Original description (@oxoxDev)

  • Add ExpectedErrorKind::ChannelSupervisorRestart classifier tier in src/core/observability.rs, demoting per-restart messages from channels::runtime::supervision::spawn_supervised_listener to a tracing::info! breadcrumb (no Sentry event).
  • New is_channel_supervisor_restart_message predicate anchors on the Rust supervisor wrapper format ("Channel <name> error: <inner>; restarting") — language-agnostic, covers OS-localized inner errors (Chinese-Windows WSAETIMEDOUT) that the English-only is_network_unreachable_message anchors miss.
  • Precedence checked BEFORE is_loopback_unavailable and is_network_unreachable_message.
  • Targets TAURI-RUST-15 (~11.4k events/14d Discord gateway) and TAURI-RUST-BB (~815 events Chinese-Windows variant).

Test plan

  • cargo test --lib core::observability::tests — 129 passed, 0 failed (including all new channel-supervisor tests and the stale-base classifies_embedding_api_invalid_token_401_as_session_expired test)
  • English Discord-gateway shape → ChannelSupervisorRestart
  • Chinese-Windows WSAETIMEDOUT shape → ChannelSupervisorRestart
  • Precedence over NetworkUnreachable
  • Generic restart logs not falsely classified

oxoxDev added 3 commits May 29, 2026 04:22
…AURI-RUST-15)

Self-hosted Sentry's #1 unresolved tauri-rust issue by event count
(`Channel discord error: error sending request for url ...; restarting`,
~11.4 k events / 14d) and its Chinese-Windows WSAETIMEDOUT variant
(TAURI-RUST-BB, ~815 events) both originate from the channel supervisor
loop in `channels::runtime::supervision::spawn_supervised_listener`. The
supervisor already restarts the listener with its own exponential
backoff; sustained outages still surface through `health.bus` /
`FAIL_ESCALATE_THRESHOLD`. Per-restart messages carry no actionable
Sentry signal.

Previous path: `expected_error_kind` matched the English Discord body
against `is_network_unreachable_message`, which demotes to `tracing::warn!`
— still a Sentry event (just at lower severity).

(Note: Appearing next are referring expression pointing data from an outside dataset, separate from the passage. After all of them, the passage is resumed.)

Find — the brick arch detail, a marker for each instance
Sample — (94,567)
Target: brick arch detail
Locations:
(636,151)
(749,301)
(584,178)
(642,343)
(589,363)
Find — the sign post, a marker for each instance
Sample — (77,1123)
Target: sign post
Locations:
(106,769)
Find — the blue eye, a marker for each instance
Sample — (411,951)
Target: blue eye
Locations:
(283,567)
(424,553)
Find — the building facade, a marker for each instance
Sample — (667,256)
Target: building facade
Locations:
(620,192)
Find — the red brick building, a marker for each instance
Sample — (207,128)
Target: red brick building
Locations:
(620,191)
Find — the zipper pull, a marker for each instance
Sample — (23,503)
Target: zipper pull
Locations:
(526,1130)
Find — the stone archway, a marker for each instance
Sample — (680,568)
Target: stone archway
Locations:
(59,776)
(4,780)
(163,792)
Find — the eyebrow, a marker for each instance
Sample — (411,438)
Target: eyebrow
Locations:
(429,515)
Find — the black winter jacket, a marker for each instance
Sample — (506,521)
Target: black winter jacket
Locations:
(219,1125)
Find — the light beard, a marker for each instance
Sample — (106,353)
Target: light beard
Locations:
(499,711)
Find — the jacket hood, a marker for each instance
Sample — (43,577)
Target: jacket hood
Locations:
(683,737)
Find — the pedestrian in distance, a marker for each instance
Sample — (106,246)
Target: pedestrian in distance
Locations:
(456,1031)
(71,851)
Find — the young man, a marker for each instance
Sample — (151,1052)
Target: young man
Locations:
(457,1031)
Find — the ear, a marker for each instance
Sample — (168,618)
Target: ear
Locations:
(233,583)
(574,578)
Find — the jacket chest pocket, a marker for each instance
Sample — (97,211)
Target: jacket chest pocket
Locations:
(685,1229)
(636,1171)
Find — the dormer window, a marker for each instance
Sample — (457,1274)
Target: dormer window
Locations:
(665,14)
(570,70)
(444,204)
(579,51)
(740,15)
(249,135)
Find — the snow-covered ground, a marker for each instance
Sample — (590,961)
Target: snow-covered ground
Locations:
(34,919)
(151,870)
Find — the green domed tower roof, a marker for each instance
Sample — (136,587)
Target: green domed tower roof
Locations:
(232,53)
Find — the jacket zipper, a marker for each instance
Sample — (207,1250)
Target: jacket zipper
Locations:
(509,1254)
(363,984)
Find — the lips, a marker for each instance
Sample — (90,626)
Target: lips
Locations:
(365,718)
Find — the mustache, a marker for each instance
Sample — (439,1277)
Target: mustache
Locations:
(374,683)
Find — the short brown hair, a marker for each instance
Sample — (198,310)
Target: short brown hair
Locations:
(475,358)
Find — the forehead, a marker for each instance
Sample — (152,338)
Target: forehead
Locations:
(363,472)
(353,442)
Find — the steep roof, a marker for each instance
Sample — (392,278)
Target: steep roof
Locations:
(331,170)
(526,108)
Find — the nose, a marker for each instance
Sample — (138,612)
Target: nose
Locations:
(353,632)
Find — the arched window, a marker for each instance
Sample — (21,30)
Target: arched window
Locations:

The Chinese-Windows
variant escaped the English-only anchors entirely and emitted as a full
Sentry error.

Fix: add a new `ChannelSupervisorRestart` classifier tier anchored on
the Rust supervisor wrapper format (`"Channel <name> error: <inner>;
restarting"`) — language-agnostic so it covers OS-localized inner
errors. Precedence is checked BEFORE `is_loopback_unavailable` and
`is_network_unreachable_message` so the supervisor wrap always wins.
Demotes to `tracing::info!` (breadcrumb only — no Sentry event).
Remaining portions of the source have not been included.